Brigit: “Don’t laugh. She’s at least partly right. They want domestic comforts. Including sex. And what do women want?”
Clay: “Security, protection, resources.”
Brigit: “Right. And they both want children, or at least most of them do. One way to make a polygamous society work is to make it normal for women past their child-bearing years to part from the poly household and seek a younger mate. She’ll have her share of the household wealth, the poly household will free up some space for a new bride, and the young man gets his starter wife there to help things get established and to, you know, give him those creature comforts.”
Clay: “So it’s intergenerational wife swapping.”
Anika: “Gross.”
Brigit: “I’m not saying it’d be palatable to us, but it could overcome some of the social disruption objections.”
Me: “It’s academic anyway. America already tried polygamy. It ended poorly. It always does.”
Brigit: “I guess.” She stretched in the sun as we approached the mouth of the bay.
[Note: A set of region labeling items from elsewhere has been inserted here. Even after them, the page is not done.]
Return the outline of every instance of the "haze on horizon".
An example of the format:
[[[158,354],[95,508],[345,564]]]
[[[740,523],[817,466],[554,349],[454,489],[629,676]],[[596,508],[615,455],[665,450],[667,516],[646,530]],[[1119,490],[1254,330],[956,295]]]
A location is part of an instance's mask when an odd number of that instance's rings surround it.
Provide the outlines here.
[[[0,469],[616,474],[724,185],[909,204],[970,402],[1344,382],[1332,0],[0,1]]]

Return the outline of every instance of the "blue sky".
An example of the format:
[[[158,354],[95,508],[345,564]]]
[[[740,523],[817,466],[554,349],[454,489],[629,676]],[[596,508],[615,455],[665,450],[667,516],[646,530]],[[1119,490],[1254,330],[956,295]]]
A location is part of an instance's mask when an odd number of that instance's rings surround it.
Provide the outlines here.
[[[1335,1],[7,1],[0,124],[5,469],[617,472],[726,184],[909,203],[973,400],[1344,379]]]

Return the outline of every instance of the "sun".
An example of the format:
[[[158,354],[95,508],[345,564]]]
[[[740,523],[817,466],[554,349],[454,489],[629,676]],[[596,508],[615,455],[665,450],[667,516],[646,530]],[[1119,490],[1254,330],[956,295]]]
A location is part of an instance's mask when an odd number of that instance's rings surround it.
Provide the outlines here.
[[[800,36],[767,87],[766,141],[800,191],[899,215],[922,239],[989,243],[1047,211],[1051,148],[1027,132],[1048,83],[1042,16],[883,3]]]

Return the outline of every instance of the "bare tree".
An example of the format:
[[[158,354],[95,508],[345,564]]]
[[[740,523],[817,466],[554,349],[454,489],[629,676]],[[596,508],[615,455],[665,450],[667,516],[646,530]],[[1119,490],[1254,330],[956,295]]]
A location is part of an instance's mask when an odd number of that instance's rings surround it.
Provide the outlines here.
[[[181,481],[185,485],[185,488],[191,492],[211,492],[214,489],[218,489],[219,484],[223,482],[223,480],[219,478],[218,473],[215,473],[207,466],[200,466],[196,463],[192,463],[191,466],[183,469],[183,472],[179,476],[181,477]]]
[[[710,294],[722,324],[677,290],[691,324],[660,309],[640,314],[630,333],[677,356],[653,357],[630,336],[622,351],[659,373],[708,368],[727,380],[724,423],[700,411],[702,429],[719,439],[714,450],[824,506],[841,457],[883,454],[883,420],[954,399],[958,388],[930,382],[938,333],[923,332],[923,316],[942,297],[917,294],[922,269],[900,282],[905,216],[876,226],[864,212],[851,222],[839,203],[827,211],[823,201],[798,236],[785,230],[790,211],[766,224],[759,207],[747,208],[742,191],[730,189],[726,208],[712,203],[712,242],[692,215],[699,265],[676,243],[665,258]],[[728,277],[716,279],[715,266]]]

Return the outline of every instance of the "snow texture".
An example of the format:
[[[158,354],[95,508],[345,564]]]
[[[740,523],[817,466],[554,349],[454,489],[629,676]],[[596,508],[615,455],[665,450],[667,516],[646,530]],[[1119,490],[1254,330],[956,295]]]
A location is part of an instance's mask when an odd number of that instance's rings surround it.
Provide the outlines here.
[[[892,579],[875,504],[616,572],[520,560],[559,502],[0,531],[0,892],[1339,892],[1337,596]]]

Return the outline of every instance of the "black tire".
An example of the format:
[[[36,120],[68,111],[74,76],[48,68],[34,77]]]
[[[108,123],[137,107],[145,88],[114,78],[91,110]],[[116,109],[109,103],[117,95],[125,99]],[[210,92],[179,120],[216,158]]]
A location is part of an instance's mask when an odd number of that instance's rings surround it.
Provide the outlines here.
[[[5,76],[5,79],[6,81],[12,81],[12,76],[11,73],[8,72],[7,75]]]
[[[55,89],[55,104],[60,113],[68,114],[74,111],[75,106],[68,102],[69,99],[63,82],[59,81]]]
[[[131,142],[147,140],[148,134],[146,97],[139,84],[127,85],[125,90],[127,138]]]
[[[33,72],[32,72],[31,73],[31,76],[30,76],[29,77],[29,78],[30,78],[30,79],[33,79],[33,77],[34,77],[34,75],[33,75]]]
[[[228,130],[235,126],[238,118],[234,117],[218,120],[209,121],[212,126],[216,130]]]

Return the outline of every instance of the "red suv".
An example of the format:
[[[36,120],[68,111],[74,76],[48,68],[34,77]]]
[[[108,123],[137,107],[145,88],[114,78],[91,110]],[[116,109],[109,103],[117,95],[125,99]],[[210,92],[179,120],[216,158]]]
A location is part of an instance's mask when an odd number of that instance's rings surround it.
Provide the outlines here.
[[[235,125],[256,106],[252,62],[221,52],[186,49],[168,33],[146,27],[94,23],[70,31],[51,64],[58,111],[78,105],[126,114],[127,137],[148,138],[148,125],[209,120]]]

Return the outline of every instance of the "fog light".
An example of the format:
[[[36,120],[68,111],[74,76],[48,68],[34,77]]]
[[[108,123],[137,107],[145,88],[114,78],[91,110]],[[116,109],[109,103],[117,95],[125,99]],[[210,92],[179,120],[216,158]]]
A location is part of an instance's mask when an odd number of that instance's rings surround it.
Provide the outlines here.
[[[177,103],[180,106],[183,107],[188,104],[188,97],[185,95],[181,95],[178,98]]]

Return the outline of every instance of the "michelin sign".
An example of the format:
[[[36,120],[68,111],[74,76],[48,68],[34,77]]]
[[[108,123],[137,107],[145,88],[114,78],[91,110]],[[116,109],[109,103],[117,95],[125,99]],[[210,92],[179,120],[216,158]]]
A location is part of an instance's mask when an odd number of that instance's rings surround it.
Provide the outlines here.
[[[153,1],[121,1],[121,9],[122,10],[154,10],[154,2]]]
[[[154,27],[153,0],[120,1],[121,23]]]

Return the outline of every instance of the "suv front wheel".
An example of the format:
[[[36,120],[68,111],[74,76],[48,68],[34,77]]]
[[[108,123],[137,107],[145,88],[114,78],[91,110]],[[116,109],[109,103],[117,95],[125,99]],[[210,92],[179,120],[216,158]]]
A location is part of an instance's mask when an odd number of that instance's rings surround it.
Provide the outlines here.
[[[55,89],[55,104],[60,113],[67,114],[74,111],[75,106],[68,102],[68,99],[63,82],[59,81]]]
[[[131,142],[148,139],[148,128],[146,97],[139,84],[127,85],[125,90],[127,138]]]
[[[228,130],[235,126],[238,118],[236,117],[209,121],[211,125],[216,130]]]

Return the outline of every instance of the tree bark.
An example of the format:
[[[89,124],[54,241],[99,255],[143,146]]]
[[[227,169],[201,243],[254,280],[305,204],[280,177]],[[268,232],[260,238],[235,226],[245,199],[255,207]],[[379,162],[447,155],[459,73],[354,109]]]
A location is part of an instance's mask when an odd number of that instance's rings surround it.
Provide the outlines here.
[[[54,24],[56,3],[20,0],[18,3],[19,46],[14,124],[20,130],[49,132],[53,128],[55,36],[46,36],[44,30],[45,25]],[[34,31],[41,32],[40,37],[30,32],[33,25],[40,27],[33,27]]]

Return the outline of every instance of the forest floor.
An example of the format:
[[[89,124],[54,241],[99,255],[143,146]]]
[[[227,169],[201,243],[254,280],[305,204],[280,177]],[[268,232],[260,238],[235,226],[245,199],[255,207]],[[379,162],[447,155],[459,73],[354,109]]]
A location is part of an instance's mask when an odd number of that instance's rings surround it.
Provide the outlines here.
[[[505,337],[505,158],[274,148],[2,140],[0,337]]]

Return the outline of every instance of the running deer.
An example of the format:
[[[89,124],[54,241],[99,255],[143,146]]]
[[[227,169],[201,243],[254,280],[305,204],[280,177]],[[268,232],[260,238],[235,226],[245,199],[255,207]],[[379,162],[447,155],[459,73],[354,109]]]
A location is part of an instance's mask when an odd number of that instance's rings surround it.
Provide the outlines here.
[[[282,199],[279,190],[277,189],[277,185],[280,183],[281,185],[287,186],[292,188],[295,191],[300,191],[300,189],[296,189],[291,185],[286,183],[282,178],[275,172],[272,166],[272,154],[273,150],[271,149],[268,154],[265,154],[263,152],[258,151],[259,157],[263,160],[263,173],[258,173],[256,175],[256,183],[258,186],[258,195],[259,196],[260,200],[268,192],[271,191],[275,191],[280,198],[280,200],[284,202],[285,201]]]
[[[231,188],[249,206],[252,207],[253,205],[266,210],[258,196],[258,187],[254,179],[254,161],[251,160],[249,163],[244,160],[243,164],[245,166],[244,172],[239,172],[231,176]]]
It felt good to breathe clean air again. “Have any of you guys been to Utah since the thing?”
Me: “Nope.”
Clay: “Uh-uh.”
Anika: “Do you mean Smithland?”
Brigit: “Is that what they’re calling it now? Pity. The old name was from an Indian tribe.”
We sailed on in silence. I found myself absorbed with thoughts of what a polygamous household would resemble absent the self-flattering romance and glamour of running a harem. It was not a pleasant fantasy.